Which may be little different than “peed on.” AT&T said it will buy T-Mobile from Deutsche Telekom. The $39 billion cash-and-stock deal would make T the largest cellphone company in the U.S.
I don’t much care. I went back to the dark side last month.
In the interest of full disclosure, I do hold AT&T and Verizon Wireless stock, some of which I inherited and some I bought myself.
Despite that, I was a semi-loyal T-Mobiley customer ever since the lovely Layla sold me a RAZR with a promise of a $50 rebate at a home show a couple-three years ago. See, AT&T had no presence in Vermont (or many, many, many other places) and I had had bad experiences with Verizon.
Of course, I’ve had bad experiences with T-Mobiley, too, starting with the fact that they charged me twice for the RAZR and ending with them trying to charge me twice for my last month of service.
That hasn’t been the only issue.
Both AT&T and T-Mobile use “GSM” to broadcast your conversation. That’s good for the merger. So does Canada’s Rogers Wireless. That’s not. In fact, the Global System for Mobile Communications is the world’s most popular standard for mobile telephone systems with about 80% of the global market. Subscribers on GSM-based networks can use their phones pretty much anywhere in the world, including Canada. For a slight additional roaming fee.
Up here next to the longest unprotected border in the world, T-Mobiley and AT&T users routinely find themselves roaming onto Rogers. That Canadian service often overruns the weaker T-Mobile or Cell-One signal in North Puffin. I often did the cellphone dance in the driveway here because one can’t make cell calls on that service from inside the house. And the dance was sometimes with an alien.
The first time that happened, T-Mobile charged me International fees. I protested. They showed me how to set the phone to select only the specific local carrier and gave me a refund.
The second time it happened, T-Mobile charged me International fees. I protested. I told them I had already set the phone to select only the specific local carrier. They shrugged.
The third time it happened, I knew not to make a call. I still dope-slapped them. I told them I had already set the phone to select only the specific local carrier. They shrugged.
After that, I stopped trying to make calls from my driveway.
T-Mobile recently started getting smart when it detected my RAZR was saying “eh?” to the Canadian towers. They sent me text messages (on the International roaming rates) to tell me I might incur extra charges.
Uh huh. Verizon uses CDMA, a different standard for mobile telephone systems. I haven’t seen the Rogers towers on my cell display since I switched. And I can make calls from inside the house now.
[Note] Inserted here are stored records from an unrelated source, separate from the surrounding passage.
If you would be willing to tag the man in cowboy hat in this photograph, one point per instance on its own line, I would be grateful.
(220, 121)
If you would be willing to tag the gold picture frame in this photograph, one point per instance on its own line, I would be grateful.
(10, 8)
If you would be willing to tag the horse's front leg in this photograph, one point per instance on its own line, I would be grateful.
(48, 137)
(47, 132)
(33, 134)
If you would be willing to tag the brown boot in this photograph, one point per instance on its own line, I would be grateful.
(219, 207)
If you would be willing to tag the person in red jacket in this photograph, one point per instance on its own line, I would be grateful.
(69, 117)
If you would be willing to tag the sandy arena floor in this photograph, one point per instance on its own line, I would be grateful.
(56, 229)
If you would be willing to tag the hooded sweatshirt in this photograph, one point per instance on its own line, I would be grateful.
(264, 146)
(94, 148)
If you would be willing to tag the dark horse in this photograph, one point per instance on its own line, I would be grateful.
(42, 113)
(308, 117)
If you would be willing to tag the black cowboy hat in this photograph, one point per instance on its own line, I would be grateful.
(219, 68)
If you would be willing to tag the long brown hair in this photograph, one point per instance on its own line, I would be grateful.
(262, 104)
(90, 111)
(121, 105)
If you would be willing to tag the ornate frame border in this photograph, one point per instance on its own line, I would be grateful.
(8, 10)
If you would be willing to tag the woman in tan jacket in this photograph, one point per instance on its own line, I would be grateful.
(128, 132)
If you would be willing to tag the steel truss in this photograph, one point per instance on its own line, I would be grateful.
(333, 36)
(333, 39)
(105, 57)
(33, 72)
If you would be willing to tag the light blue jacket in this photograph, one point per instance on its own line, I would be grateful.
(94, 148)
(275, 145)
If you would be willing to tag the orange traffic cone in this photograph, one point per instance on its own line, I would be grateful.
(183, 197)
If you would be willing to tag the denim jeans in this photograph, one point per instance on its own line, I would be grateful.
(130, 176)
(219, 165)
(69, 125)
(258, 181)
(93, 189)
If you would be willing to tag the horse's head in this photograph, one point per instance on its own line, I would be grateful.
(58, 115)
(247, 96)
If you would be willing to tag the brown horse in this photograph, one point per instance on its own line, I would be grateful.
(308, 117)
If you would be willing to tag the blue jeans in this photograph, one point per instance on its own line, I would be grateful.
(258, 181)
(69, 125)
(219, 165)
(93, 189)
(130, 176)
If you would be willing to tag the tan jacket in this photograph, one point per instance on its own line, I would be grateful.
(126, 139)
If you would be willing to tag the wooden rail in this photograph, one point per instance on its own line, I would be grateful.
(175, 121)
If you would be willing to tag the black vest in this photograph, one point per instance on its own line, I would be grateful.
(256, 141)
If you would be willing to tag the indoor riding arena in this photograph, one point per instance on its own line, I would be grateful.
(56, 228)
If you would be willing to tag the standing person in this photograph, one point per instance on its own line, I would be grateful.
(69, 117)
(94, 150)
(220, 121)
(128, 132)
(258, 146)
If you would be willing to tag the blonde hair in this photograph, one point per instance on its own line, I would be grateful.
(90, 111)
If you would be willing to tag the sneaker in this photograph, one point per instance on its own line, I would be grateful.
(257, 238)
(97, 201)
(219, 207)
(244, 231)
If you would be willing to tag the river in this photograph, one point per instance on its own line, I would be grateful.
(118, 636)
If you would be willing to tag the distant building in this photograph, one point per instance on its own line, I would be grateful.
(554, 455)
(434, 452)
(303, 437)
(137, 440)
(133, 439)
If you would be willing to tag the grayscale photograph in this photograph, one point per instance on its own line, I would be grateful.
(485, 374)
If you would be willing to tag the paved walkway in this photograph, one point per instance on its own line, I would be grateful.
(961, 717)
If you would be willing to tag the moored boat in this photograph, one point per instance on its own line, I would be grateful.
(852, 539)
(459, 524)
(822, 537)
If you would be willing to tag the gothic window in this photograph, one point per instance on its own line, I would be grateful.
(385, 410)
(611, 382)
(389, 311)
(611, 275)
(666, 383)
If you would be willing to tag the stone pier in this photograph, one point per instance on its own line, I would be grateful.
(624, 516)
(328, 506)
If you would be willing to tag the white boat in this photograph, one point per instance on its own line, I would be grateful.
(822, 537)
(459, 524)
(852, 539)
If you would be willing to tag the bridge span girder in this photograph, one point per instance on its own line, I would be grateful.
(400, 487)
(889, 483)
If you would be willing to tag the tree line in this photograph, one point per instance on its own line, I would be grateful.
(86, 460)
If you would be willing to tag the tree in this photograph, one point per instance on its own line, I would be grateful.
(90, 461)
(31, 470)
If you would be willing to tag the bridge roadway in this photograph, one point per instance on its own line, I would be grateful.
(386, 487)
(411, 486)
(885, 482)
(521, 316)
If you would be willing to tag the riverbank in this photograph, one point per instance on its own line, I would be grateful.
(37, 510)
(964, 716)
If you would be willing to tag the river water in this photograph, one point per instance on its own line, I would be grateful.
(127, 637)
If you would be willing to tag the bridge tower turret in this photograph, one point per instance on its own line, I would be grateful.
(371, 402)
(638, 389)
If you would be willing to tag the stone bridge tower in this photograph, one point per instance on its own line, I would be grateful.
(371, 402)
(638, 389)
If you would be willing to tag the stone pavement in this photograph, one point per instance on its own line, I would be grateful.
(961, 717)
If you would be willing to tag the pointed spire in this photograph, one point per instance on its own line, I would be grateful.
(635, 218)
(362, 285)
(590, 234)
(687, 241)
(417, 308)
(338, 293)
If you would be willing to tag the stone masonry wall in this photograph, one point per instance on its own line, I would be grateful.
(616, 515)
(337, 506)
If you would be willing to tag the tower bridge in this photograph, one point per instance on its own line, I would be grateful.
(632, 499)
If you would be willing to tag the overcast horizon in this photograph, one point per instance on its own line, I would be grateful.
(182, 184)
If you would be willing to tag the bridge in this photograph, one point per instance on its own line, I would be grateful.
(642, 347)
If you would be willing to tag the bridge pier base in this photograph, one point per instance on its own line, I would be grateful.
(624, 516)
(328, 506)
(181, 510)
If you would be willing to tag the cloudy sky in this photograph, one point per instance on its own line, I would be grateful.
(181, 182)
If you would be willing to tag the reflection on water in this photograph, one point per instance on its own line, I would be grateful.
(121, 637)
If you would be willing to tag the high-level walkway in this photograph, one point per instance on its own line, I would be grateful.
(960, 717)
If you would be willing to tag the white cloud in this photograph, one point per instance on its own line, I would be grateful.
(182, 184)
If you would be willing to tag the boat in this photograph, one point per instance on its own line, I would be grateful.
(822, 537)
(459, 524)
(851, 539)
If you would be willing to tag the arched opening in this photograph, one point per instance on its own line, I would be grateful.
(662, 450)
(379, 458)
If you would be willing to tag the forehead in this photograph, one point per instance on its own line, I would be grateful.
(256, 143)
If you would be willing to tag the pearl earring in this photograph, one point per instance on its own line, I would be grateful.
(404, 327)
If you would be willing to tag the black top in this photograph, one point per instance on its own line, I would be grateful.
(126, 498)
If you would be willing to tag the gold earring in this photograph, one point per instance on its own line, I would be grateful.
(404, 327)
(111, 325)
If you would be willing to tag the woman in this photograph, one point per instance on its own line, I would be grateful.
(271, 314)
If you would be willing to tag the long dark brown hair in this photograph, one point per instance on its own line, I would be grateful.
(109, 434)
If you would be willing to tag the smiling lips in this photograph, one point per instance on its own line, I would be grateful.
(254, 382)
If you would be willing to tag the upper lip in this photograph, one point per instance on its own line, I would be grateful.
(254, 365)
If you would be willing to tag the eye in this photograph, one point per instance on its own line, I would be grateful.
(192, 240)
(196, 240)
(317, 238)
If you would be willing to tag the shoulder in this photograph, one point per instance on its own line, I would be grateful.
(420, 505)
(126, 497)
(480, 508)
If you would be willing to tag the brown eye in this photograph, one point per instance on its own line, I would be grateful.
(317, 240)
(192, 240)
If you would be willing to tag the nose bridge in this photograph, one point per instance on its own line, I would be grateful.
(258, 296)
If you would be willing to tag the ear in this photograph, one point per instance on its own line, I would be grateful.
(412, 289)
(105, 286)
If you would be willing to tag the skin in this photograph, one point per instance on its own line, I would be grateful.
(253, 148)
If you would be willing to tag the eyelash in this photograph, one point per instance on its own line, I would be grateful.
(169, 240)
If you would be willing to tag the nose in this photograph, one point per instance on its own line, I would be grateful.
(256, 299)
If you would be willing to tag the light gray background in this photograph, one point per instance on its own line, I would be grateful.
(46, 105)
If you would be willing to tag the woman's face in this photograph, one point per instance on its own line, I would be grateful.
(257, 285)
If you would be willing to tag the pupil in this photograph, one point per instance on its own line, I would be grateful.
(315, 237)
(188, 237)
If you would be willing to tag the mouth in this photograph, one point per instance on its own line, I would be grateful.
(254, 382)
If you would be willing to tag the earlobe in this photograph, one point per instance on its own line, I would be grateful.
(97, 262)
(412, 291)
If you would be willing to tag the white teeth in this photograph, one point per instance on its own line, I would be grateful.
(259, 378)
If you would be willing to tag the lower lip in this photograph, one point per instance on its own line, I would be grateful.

“AT&T is already a giant in the wireless marketplace, where customers routinely complain about hidden charges and other anticonsumer practices,” Parul P. Desai, policy counsel for Consumers Union, told the NY Times. “From a consumer’s perspective, it’s difficult to come up with any justification or benefits from letting AT&T swallow up one of its few major competitors.”
For the record, T-Mobile and AT&T aren’t the only ones with what we’ll call “billing issues.” Regular readers may recall that I needed a phone timer to record my Verizon landline calls because their local usage bills never once came within 10% of the total shown in the log. Not once. My previous experience with Verizon Wireless was exactly the same.
From this consumer’s perspective, I don’t expect to see much change. Prices will go up. Customer service will go down. But hey! You T-Mobiley folks will get the iPhone!